The study of values is not dominated by any one theoretical framework, even though several have been put forth. Maslow's hierarchy, cognitive consistency, social adaptation, and functional theory are a few of these theories. Both sociological and psychological disciplines have something to say.

A depth study of Maslow's theories is standard in college courses. It is predicated on the idea that people develop via a hierarchy of values (or needs; Maslow utilizes both terms interchangeably with values), moving from the physiologic to the societal to the prestige to the self-actualization level. Each stage builds on the one before it, and each higher step is conceptually more complex than the one before it. Although Maslow's values or stages are undoubtedly accurate and helpful in consumer psychology, his presumptive hierarchical approach could be more credible from an empirical standpoint.

According to Rokeach, the rules of cognitive consistency hold for both values and other types of cognition. According to him, values develop and change by the same rules that govern other cognitions. A somewhat different interpretation of this view holds that ideals are mental shortcuts employed to create adaptive abstractions concerning social environment adaption. According to this perspective, values operate and develop via the identical mechanisms of adaptability and assimilation that define similar brain processes in Piagetian theory. Schwartz and Bilsky developed similar ideas. They see values as conscious thoughts of societal aspirations for prosperity and existence and biological needs for connection and longevity.

Schwartz expanded their viewpoint into a particular viewpoint on integrated value systems. The functional theory places more emphasis on attitudes than values. It indicates that values are only occasionally necessary.

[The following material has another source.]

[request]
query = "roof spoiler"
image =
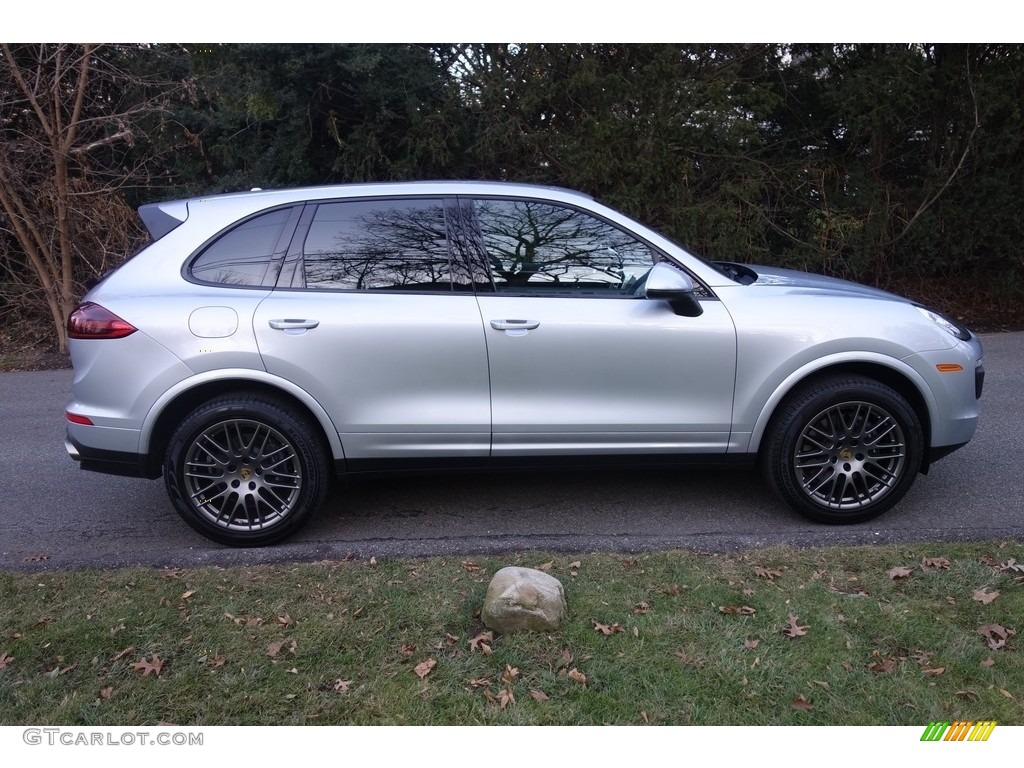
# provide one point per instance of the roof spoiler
(161, 218)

The underlying premise is that some attitudes form and change based on incentives and penalties rather than values, while others form and vary depending on psychoanalytic and psychosexual tension. Nonetheless, some attitudes do form, evolve, and serve a purpose in upholding principles. According to this perspective, the open attitudes role determines values' importance.


The most important life goals are social values, which influence people's decisions about what products to buy. Although not all consumer decisions are influenced by values, knowing a person's values can frequently give researchers a more profound knowledge of how they react to a specific company or item than what can be inferred just from baseline socioeconomic and lifestyle data.